SCENE VII

Mistress Bellairs was up betimes. In truth she had slept ill, which was a strange experience for her. What her thirty-seven lovers had never had the power to wring from her—a tear and a sleepless night—this had she given to the one man who loved her not.

She was tortured with anxiety concerning the danger which her caprice (or, as she put it, Lady Standish's inconceivable foolishness) might have brought upon Lord Verney. At daybreak she rang for her maid, and with the eight o'clock chocolate demanded to be posted with all the news of the town. She was of those who possess the talent of making themselves served. The chocolate was to the full as perfumed and creamy as ever, and Miss Lydia was bursting with tidings of importance, as she stood by her lady's couch.

"Well, Lydia, well?" cried her mistress, sharply.

"Oh, lud, ma'am, the whole town's ringing with it! My Lady Standish has been found out. There, I for one never trust those solemn prudes that ever keep their eyes turned up or cast down, and their mouths pursed like cherries. You would not be so proper if there was not a reason for it, I always think."
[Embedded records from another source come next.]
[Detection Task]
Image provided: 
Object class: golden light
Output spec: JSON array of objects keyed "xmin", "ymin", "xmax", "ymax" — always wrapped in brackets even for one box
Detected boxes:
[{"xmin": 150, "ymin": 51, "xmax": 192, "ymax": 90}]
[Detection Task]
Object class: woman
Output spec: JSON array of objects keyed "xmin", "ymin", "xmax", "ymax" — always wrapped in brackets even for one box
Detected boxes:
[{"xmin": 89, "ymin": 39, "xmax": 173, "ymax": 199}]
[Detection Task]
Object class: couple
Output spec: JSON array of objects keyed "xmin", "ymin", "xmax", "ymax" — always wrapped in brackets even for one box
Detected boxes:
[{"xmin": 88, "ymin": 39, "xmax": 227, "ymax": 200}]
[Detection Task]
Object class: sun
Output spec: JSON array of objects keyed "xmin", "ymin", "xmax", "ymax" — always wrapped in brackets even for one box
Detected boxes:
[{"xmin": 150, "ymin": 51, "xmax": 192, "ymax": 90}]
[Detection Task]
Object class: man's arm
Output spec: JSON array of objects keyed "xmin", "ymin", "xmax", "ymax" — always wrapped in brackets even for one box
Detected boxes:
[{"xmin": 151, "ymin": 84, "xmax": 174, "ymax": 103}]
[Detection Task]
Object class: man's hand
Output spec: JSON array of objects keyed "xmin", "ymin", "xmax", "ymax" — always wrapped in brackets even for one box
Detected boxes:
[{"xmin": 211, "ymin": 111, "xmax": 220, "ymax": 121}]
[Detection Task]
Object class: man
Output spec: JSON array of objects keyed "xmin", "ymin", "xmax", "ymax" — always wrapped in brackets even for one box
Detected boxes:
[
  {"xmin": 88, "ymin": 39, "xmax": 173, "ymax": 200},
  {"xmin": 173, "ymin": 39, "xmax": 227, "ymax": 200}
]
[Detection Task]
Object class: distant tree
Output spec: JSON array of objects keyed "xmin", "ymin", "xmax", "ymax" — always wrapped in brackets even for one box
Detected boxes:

"Lydia," said Mistress Bellairs, "do not be a fool. Go on; what has Lady Standish been found out in, pray?"

"Oh, ma'am," said Lydia, "it ain't hard to guess. 'Tis what a woman's always found out in, I suppose. But, lud, the shamelessness of it! I hear, ma'am," she came closer to her mistress and bent to whisper, almost trembling with the joy of being tale-bearer to such purpose, "I hear, ma'am, Sir Jasper found Colonel Villiers there yesterday afternoon. Oh, ma'am, such goings on!"

"Pshaw!" said Mistress Kitty.

"Well, they're going to fight, anyhow," cried the girl, "and Sir Jasper tore off the Colonel's wig and beat him about the face with it, ma'am, and the Colonel's been like a madman ever since, and he vows he will shoot him this morning."